Doch damit nicht genug. Das Sex-Video stellen die beiden ebenfalls online. Die Internetgemeinschaft 'feiert' sie dafür. Anders Tyler Clementi. Für ihn ist das alles zuviel. Sein öffentliches, ungewolltes Outing erträgt der 18-Jährige nicht. Wenige Tage nach der Video-Veröffentlichung springt er von der New Yorker George-Washington-Brücke in den Tod. In seinem Auto findet die Polizei eine Nachricht auf seinem Handy: "Ich springe jetzt, sorry", so der Text, den Tyler auf seinem Facebook-Profil postet.

Jeder dritte Jugendliche ist ein Opfer

In Deutschland gibt es noch keine Straftatbestände, die sich speziell auf Cyber-Mobbing beziehen. Allerdings gibt es im Strafgesetzbuch eine Vielzahl, die beim Cyber-Mobbing erfüllt sein können: Beleidigung, üble Nachrede, Verleumdung und Nachstellung.

Eine Forsa-Umfrage im Auftrag der Techniker Krankenkasse zeigte 2011 erstmals die enormen Ausmaße von Internet-Mobbing. Demnach waren 32 Prozent der befragten Jugendlichen zwischen 14 und 20 Jahren in Deutschland bereits einmal Opfer einer Mobbing-Attacke im Netz. Erstaunlich: 21 Prozent der Befragten konnten sich sogar vorstellen, im Internet selbst zum Täter zu werden.

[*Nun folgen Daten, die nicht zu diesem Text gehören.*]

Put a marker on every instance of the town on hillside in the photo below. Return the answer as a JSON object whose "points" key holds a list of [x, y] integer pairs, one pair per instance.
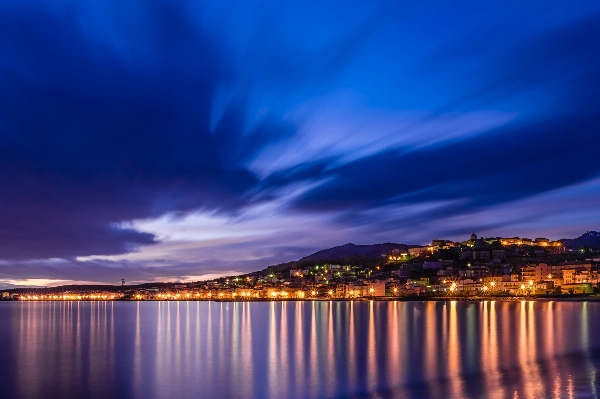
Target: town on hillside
{"points": [[476, 267]]}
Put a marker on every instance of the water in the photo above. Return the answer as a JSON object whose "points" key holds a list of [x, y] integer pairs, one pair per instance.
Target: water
{"points": [[299, 350]]}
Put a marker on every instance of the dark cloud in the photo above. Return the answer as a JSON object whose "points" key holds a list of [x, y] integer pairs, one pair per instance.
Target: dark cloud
{"points": [[92, 134], [526, 157]]}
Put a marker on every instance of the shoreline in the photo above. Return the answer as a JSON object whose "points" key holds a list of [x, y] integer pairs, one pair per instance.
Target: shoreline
{"points": [[545, 298]]}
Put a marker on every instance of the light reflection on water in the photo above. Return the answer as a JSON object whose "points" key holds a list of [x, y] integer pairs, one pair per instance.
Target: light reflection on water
{"points": [[300, 349]]}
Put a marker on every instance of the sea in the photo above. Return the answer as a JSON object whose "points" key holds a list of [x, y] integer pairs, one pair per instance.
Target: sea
{"points": [[300, 349]]}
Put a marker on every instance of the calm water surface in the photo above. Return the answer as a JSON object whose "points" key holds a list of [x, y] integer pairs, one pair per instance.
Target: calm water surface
{"points": [[299, 350]]}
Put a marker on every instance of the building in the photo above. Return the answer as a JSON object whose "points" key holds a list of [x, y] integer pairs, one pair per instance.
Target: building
{"points": [[433, 265], [417, 251]]}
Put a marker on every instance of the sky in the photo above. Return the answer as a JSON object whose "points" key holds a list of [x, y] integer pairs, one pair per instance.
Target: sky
{"points": [[183, 140]]}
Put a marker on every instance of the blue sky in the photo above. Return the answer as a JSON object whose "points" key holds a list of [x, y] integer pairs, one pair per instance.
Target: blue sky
{"points": [[157, 141]]}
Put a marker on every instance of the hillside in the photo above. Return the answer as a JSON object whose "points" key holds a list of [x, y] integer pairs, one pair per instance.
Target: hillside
{"points": [[351, 250], [351, 254], [590, 239]]}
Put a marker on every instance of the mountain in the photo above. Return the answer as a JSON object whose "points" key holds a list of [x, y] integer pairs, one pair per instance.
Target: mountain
{"points": [[347, 254], [350, 250], [590, 239]]}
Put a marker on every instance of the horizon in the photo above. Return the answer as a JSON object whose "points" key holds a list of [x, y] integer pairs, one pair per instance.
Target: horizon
{"points": [[160, 142]]}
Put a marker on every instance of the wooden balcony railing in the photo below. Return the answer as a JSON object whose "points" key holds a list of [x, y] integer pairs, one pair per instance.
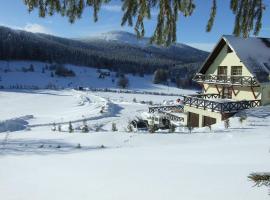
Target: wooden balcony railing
{"points": [[203, 102], [165, 108], [226, 80]]}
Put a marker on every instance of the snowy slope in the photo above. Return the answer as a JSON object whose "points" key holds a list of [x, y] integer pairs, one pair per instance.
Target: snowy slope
{"points": [[85, 76], [207, 165]]}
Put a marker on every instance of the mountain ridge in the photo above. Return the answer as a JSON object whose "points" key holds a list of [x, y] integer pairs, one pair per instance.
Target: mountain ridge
{"points": [[112, 54]]}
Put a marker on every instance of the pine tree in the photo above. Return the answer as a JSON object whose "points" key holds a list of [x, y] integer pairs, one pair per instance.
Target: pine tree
{"points": [[70, 128], [114, 128], [54, 127], [227, 123], [248, 14], [59, 128], [85, 128]]}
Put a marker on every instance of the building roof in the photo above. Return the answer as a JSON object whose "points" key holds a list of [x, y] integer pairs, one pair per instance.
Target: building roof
{"points": [[254, 52]]}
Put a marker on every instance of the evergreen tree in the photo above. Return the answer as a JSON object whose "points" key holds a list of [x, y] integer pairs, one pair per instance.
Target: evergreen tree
{"points": [[70, 128], [123, 82], [85, 128], [114, 128], [160, 76], [248, 14]]}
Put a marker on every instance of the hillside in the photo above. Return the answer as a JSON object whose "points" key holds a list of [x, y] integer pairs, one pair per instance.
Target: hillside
{"points": [[113, 50], [13, 75]]}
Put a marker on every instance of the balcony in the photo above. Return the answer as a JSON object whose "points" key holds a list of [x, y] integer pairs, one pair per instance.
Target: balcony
{"points": [[215, 103], [226, 80]]}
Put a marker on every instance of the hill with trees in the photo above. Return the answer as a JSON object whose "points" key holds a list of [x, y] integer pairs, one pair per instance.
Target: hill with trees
{"points": [[116, 53]]}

Sabine Krimpmann, Social-Media-Expertin von RTL interactive, gibt zu bedenken, dass soziale Netzwerke den Menschen lediglich eine Plattform bieten für etwas, das es schon immer gab. Lästern, Beleidigen, Hetzen und Lynchen seien keine Erfindungen des Internet. "Durch die sozialen Netzwerke finden sich Menschen 'mit einer Mission' heute wesentlich leichter und schneller. Die Organisation einer Hetzjagd findet virtuell statt – Fackeln rausholen und die Hexe verbrennen müssen die Leute aber immer noch selbst."

Der Landesbeauftragte für Datenschutz und Informationsfreiheit (LDI) in NRW, Ulrich Lepper, sagte RTLaktuell.de: "Cyber-Mobbing stellt ein immer größer werdendes Phänomen und Problem des Internets dar. Es reicht von Beleidigungen über üble Nachrede bis hin zum Aufruf einer Hetzkampagne. Welche Gefahren, insbesondere für die Opfer, damit verbunden sind, scheint dabei in vielen Fällen keine Rolle zu spielen."

Für die Opfer gelte es, schnellstmöglich aktiv zu werden und die Betreiber der betreffenden Internetseiten zur Löschung aufzufordern. Auf manchen Internetseiten hätten die Betreiber zu diesem Zweck bereits einen Alarm-Button integriert. Es sei auch Aufgabe der Seitenbetreiber, auf die auf Ihren Homepages veröffentlichten Inhalte zu achten und schnell zu reagieren. "Je länger etwas im Netz steht, desto höher ist der Verbreitungsgrad, und umso schwieriger wird es, der Verbreitung Herr zu werden", so der Datenschutzbeauftragte.